According to US National Transportation Safety Board figures going back to 1975, helicopter accident-rate trends for the USA do not look good. Turbine-powered helicopters provide the best figures, but the trend shows no significant improvement since the 1970s. The total turbine-powered accident rate was 2.06/100,000h for 1994, but 6.06 the year before, and the 1994 fatal accident rate for the category was 0.77.

Piston-engined helicopters provide the bad news, with NTSB figures for 1993 (the latest year analysed) showing a total US accident rate of 26.49/100,000h and a fatal accident rate of 4.32. The fatal accident rate trend is worsening and the total accident rate is where it was in 1979.

ROBINSON SAGA

A report, expected to be published by the US National Transportation Safety Board (NTSB) in the near future, should lay to rest the long-running, much debated saga about the safety of the highly commercially successful Robinson R22/R44 family of piston-engine-powered helicopters. A Government source close to the NTSB says that the report, which studies 27 in-flight break-ups caused by main-rotor contact with the tail boom, is expected to tone down its earlier recommendations, but not to eliminate them.

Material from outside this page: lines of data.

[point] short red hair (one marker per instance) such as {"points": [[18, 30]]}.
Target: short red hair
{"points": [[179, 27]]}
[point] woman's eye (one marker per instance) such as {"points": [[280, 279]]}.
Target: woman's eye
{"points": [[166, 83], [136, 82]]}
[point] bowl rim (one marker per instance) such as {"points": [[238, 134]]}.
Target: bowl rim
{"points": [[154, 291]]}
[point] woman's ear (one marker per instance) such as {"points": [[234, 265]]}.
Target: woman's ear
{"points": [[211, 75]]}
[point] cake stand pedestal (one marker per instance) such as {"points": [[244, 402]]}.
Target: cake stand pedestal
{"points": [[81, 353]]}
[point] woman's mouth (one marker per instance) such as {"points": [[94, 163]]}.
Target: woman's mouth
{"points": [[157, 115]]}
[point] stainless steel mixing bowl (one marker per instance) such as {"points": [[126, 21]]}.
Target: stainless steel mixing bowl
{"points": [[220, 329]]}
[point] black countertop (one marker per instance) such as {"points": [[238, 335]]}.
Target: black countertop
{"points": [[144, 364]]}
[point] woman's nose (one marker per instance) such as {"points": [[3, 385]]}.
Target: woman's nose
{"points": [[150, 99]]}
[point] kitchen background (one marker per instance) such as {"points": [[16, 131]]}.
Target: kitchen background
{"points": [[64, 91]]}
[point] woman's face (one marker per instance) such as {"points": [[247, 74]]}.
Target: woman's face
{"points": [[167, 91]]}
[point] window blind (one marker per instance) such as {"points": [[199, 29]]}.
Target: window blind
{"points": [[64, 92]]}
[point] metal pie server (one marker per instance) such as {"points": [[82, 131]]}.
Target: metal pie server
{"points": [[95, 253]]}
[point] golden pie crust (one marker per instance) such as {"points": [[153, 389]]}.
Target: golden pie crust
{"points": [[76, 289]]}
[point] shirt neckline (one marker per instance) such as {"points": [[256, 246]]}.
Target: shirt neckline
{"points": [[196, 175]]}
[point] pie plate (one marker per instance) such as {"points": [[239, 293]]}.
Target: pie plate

The NTSB admits that there is still no evidence as to why the "mast-bumping" occurred, and for that reason wants testing to continue. What is really under fire is the FAA's certification testing procedure. The US Government source says: "The dilemma is that these helicopters fly 100,000h in the USA before an accident occurs. The FAA questions the need to ground an aircraft which the majority of pilots are operating just fine." In other words, the accident rate is not unduly high - a fact, which the UK CAA's Chapman confirms is true for the 200-strong UK-registered Robinson fleet.

Chapman and the HAI's Carter both insist that the Robinson's low cost and commercial success have brought in new pilots whose low experience makes them accident-prone as a group. Chapman and the NTSB, however, describe the aircraft respectively as "unforgiving" and "sensitive", and believe that these characteristics, combined with low pilot experience, hold the key. Human factors, is the dominant theme again, but not the only one.